# Visual Basic > Games and Graphics Programming > Game Demos >  iChessChat3D v1.2.7 Internet Chess [VB5/VB6 Source & Exe]

## technorobbo

Let's play chess - clear across the planet (maybe the universe if the ET's are interested). This is a 3D internet Chess Game - 2 Players connect and play a game of chess with a 3D board created entirely in VB - no DirectX, No OCX (for the 3D) , Just math.

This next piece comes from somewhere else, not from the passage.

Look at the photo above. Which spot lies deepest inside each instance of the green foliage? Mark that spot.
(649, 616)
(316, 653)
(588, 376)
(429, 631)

All Chess Pieces were modeled in Google Sketchup and exported to the X format using this plugin:
http://redirectingat.com/?id=474X833...hupwithdirectx 

There's actual screenshots below.

*
Revision History*
Version 1.0 June 11th 2009 - Original PostVersion 1.2.7 July 3rd 2009 -Save Games added.

*The Code*

includes: 
Parsing of the X files into sprites.Rendering of Polygons based Sprites.Flat shaded modeling of Faces from a light source.Hidden Face Elimination.Peer to Peer internet handshaking using UDP w/ retriesChatting CodeAutomatic TextBox ScrollingSaving and Loading games. In sych with opponent.Creating Psuedo- Forms out of pictureboxes.

*The Instructions*

*Keys:*
M - Chess Menu appears Use it to connect to the other player and make you movesUP Arrow - Show Black's POVDown Arrow - shows White's POVLeft Arrow Rotates Board ClockwiseRight Arrow Rotates Board Counter Clockwise

*Button Combos*:
Right+Down - shows Black's Corner ViewLeft + Down Show's Whites Corner ViewRight + Left - Shows Side View as seen Below

*Menu Box*:Pull Down Menu For MovingChat Screen for Texting OpponentIP & Port Boxes for setting up you Game - IP's are stored in registry.Connect and Board Reset ButtonsIn the menu below I was connecting within my houses LAN, in order to discover your Internet facing IP just Google my IP you'll find many sites that will tell you - It's not necessary for both players to input both IP's only the player connecting.

Please tell me how it works for you. 

Make sure you grab all the files and unzip them in the project directory. Remember it's like a telephone you need 2 players on 2 computer to play. (Those of you Net savvy dudes will know how to do a 1 computer loopback.)

----------


## DracullSoft

Very nice - the peices looks great, technorobbo

I haven't downloaded it yet - but must get back to this in a few weeks, because the code features looks extremely interesting ... UDP with retries - and all - Cool!

----------


## technorobbo

iChessCat ver 1.2.7 available for download:
New features include:Save and Load games. In sych with opponent.Move history so you have a complete documentation of how.Current Version in menu label.Executable included - for those who just want to play.Exit Prompt to avoid accidental exits.

See post #1 for files.

Known Bug: In countries that use the comma (",") as the Radix point (decimal seperator) and the point (".") as the thousands seperator (http://en.wikipedia.org/wiki/Decimal_separator)  the X- files will have to be edited (Search and replace) so all points are converted into commas.  

I was made aware of this from a member in Italy.

----------


## Jenner

Nice little program!  I didn't know you could do such cool stuff with Sketchup.  

Are you considering hooking it into a chess-engine for 1-player play?

----------


## technorobbo

Not really - most of my family lives far from me and that was the motivation behind the game. Since I made the source available may be someone would like to have a crack at it.

----------


## ohailo

Its working but seems i'm having a problem on it...it stays a screen with a chess picture and no more....i though it just loading but till 1hr and half it stay like that..like that..like that,like that,like that,,

----------


## technorobbo

you need to be running 2 instances and connect to the other

----------